After I went as far as I could with this little study, I moved to a table near the magazines to begin the painstaking process of translating my chicken scratching into neat printing on the card to be sent to Sam. Although I am almost as self-conscious about my printing as I am my cursive, there have been fewer complaints about the former.

Being so close to the magazines, I noticed the headlines on last week's Christian Century: “What Would Buffy Do?”, along with a couple of other titles caught my eye. The Buffy article was actually a review of a book of the same name (along with The Gospel According to Disney; in brief, the reviewer seemed to appreciate books which strive to dialogue between Christ and popular culture.

There was also an editorial responding to the Eames report concerning the ordination of a gay bishop in the Episcopal Church. The editorial basically said the U.S. church erred in acting pre-emptively. It's a troubling question. I have argued against the pre-emptive invasion of Iraq, and I believe the issues have some similarity. At the same time, I think all the hub-bub about ordination of gays or recognition of same-sex unions is disproptionate to the weight of the issue. It's a question I'm still pondering, and will no doubt return to as I work on it.

Idée d’jour

Autumn is a second spring when every leaf is a flower.
— Albert Camus, writer and philosopher (1913-1960)

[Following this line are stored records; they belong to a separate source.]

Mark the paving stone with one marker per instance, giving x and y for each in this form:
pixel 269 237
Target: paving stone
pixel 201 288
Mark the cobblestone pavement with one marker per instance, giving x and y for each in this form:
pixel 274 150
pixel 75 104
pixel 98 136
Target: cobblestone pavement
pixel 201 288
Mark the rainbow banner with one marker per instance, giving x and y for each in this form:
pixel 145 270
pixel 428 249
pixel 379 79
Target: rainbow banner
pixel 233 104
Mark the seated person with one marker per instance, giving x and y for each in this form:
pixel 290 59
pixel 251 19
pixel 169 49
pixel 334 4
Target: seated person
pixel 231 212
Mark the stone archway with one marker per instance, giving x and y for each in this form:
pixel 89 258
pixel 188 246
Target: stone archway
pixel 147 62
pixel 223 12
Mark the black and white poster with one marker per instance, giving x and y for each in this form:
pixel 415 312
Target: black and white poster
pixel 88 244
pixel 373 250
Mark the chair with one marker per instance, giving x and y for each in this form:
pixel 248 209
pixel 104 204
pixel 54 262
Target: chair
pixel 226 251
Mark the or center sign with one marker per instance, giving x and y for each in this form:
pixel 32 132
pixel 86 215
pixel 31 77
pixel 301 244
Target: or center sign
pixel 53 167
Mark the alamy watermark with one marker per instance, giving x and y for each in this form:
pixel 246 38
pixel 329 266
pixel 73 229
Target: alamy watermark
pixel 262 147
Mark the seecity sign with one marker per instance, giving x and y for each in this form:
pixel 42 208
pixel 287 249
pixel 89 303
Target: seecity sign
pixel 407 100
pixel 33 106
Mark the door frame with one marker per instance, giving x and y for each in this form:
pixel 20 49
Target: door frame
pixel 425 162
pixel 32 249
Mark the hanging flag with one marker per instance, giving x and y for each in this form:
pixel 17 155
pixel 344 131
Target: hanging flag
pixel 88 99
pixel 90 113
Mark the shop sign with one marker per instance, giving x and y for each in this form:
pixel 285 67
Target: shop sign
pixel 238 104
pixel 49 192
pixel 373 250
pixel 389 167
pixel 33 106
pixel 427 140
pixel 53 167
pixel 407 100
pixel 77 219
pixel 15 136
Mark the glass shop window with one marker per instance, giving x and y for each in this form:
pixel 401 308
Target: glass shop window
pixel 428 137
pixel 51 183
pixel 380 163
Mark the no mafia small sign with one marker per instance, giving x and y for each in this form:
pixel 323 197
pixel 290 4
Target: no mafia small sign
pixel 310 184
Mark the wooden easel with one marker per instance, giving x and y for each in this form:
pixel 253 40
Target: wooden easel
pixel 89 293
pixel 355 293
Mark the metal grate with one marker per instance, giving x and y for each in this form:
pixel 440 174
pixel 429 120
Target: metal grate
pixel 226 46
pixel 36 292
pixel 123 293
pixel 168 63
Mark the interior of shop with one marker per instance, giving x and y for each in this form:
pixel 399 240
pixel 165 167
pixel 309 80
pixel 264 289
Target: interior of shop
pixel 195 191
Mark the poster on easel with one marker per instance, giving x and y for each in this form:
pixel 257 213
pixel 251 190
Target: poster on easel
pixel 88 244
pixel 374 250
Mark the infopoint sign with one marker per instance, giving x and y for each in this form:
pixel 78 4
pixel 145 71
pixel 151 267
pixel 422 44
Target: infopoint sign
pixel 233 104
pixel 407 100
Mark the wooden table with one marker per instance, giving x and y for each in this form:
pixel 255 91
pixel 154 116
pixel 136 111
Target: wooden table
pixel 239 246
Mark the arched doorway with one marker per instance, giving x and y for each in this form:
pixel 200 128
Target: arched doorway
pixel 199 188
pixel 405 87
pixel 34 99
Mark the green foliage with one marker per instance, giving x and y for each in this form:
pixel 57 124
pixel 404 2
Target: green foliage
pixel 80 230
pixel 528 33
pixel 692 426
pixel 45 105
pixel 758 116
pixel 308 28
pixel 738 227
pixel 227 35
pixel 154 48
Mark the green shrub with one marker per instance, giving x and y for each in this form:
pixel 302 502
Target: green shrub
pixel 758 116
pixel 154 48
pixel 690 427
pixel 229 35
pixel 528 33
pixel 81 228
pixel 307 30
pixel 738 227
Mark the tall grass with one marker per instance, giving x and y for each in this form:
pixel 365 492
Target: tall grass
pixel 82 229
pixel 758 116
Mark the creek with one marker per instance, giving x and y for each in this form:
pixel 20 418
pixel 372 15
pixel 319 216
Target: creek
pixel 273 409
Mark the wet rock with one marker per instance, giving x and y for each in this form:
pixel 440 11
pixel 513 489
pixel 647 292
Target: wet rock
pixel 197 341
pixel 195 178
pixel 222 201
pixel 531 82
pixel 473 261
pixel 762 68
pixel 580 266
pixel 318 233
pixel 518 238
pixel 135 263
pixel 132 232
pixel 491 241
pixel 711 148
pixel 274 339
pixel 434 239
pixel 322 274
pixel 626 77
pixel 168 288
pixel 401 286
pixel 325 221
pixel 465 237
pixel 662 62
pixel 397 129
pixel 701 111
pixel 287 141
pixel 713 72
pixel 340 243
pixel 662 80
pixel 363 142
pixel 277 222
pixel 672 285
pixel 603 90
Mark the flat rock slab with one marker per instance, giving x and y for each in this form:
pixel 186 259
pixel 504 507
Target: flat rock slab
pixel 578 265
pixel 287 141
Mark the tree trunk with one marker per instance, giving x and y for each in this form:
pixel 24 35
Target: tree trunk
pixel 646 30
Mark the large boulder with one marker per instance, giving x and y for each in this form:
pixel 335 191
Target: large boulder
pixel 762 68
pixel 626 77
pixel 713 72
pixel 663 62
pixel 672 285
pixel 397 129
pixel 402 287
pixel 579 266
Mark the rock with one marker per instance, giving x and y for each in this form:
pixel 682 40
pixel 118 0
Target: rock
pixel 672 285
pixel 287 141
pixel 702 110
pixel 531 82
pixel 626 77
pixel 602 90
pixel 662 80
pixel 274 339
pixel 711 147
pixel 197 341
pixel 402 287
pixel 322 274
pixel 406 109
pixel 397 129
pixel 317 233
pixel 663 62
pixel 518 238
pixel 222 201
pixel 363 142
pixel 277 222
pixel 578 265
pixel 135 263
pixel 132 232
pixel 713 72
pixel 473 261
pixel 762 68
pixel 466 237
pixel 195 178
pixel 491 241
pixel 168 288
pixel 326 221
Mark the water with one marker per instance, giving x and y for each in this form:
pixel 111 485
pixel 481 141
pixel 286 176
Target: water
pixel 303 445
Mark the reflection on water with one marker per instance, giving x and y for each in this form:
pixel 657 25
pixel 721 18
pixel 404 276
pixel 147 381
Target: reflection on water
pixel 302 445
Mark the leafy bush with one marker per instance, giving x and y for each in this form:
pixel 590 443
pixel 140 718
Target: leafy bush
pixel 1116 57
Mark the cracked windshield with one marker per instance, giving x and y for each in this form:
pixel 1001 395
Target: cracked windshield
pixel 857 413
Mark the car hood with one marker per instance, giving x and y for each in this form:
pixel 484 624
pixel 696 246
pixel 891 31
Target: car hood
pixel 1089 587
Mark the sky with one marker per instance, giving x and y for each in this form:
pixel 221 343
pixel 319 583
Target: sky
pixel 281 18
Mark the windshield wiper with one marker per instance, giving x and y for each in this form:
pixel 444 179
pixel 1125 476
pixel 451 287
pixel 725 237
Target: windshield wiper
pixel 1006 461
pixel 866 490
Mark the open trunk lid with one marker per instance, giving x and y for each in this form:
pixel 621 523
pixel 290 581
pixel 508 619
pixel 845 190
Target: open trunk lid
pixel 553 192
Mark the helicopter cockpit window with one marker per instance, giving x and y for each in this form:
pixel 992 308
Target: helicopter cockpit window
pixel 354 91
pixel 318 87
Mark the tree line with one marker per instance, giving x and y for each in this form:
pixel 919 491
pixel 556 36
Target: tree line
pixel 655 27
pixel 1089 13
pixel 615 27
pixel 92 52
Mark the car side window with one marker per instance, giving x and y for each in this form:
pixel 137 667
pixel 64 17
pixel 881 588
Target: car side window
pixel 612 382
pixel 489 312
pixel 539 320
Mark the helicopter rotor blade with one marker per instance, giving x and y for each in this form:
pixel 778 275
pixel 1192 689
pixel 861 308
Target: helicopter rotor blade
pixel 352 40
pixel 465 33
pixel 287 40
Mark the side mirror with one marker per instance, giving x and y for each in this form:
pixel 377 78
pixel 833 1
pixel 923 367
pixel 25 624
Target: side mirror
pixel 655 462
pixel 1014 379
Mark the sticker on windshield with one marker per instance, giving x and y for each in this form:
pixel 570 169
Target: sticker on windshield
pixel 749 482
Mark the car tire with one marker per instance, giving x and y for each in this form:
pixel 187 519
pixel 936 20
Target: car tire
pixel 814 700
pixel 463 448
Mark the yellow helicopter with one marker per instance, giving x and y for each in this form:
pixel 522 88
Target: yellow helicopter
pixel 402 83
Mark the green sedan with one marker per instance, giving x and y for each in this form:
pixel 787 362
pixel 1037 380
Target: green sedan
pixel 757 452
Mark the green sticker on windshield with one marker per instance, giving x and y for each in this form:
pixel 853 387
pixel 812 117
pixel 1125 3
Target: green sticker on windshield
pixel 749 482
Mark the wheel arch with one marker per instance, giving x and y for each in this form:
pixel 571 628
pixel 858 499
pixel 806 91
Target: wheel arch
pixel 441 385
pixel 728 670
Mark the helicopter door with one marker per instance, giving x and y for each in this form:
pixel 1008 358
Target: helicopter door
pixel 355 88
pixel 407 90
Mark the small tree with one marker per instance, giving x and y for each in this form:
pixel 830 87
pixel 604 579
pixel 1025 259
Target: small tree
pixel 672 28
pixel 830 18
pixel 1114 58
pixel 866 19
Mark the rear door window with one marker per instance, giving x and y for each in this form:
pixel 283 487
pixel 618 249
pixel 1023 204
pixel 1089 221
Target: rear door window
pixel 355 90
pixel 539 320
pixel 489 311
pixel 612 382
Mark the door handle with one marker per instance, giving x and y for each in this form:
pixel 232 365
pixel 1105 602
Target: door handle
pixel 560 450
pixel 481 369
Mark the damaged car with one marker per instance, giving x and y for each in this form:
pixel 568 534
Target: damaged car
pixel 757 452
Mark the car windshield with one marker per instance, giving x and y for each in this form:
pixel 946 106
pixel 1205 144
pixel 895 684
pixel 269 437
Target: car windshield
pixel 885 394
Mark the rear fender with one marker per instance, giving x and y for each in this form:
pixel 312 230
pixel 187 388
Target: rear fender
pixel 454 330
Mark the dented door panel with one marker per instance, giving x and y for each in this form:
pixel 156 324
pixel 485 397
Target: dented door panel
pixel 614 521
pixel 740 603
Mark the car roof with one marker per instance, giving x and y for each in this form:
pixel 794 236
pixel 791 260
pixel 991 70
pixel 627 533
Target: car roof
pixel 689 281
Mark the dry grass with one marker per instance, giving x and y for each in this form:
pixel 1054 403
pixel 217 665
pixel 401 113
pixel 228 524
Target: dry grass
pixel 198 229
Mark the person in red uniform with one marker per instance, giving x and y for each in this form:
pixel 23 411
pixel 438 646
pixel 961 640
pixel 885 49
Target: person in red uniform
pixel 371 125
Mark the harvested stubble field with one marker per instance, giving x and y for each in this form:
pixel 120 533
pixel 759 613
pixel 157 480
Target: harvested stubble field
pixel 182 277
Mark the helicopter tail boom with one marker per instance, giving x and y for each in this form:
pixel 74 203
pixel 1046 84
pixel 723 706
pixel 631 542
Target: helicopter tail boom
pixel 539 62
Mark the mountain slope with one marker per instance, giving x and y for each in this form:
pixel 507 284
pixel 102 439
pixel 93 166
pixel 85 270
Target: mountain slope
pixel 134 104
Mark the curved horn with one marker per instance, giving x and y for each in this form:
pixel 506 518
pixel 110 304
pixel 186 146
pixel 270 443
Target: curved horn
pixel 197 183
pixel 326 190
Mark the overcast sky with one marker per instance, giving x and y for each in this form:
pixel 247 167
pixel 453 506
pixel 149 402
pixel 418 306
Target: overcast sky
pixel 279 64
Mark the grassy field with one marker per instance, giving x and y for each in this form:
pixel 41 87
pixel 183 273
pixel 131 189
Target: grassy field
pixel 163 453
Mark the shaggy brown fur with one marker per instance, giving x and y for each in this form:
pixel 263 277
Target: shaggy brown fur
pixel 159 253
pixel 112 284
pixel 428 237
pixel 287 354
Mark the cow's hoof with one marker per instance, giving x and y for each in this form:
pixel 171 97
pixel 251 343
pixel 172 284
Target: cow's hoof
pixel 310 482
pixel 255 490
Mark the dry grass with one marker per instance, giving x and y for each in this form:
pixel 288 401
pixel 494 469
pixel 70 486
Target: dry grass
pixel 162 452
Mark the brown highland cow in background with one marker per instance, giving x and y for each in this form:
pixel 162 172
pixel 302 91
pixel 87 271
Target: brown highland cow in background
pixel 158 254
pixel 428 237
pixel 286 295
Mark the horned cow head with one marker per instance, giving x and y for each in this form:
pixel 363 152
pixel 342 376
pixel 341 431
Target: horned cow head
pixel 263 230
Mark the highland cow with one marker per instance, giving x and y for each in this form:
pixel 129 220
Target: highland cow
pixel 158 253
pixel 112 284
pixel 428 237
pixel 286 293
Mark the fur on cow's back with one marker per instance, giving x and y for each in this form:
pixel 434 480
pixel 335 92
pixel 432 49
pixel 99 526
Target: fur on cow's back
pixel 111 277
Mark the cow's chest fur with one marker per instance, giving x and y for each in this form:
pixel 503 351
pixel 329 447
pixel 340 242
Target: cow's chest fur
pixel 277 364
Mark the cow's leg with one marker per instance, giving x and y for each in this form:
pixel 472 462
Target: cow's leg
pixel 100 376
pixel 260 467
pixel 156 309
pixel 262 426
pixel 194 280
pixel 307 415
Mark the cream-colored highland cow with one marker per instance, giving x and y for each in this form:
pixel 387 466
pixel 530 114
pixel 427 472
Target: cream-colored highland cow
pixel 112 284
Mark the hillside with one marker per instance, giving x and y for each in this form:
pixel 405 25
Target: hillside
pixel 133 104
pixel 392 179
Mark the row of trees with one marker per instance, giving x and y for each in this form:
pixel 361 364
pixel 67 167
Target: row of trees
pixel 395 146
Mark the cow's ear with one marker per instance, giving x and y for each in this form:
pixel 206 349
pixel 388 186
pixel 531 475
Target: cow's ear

It's kinda hard to picture the guy who wrote "The Myth of Sisyphus" and The Stranger as having said something so romantic and hopeful.

Sunday, November 14, 2004

The Moral Christian

With appreciation to William Blake

The Moral Christian cries ‘I know it all’
& there his Soul takes her Fall.
For, when Jesus comes with compass wide
& measure's him by his own Soul's pride,
Then he shall utterly be lost
& on Pride's torment be tossed.

Why were Adam & Eve from Eden cast?
Have we learned naught from our past?
T’was not from Knowledge, but from its desire
That the Angel was sent with sword of fire.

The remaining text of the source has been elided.